Earlier, you wrote:
In my caller palm application, i included the header for a class A and declared a pointer to A at where I need to use this class. It seems I can call a shared lib function like CreateObjA to return an A object pointer, but when I pass this pointer back to an A member method wrapped in my lib, which meant to set a boolean type member variable of this A object, my caller application crashes and the error message saying the lib function is trying to access either unallocated mem, or the mem which is not allowed to access.It seems to me like the object allocated by the lib function CreateObjA is deallocated out of the scope of the CreateObjA so that the pointer I get becomes invalid when I try to use it second time and thus cause memory errors. I don't know whether this is true and if the shared lib cann't hold the memory chuck allocated for the object within the library space, how can I work around this problem?

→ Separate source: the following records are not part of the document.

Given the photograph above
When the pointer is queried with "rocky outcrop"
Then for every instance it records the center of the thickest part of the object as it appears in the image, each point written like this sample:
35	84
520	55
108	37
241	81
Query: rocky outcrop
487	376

At 15:13 2003-1-6 -0500, you wrote:
OK.... CDateTime is a local class, but it is using functions in your shared library, right?The class I tried actually is a very simple one called CDateTime with only one public member variable DateTiemType _dateTime and a couple of member methods like "Int16 getDay()", " void setDate(const CDate rhs )" to manipulate the _dateTime. All the member methods are not virtual functions to me since they are all implemented in CDateTime class.
Objects allocated using new don't have a lifetime determined by the program -- they don't get destroyed until a matching delete call. Since new/delete use MemPtrNew/MemPtrFree, their pointers should be valid for the life of the program.
A Palm OS shared libraries is really just a chunk of code that's locked down in memory. The OS provides a simple dispatch mechanism to find the entry points into this code, but that's as far as the model goes. Effectively, anything done in a shared lib is done as if it were in the calling application.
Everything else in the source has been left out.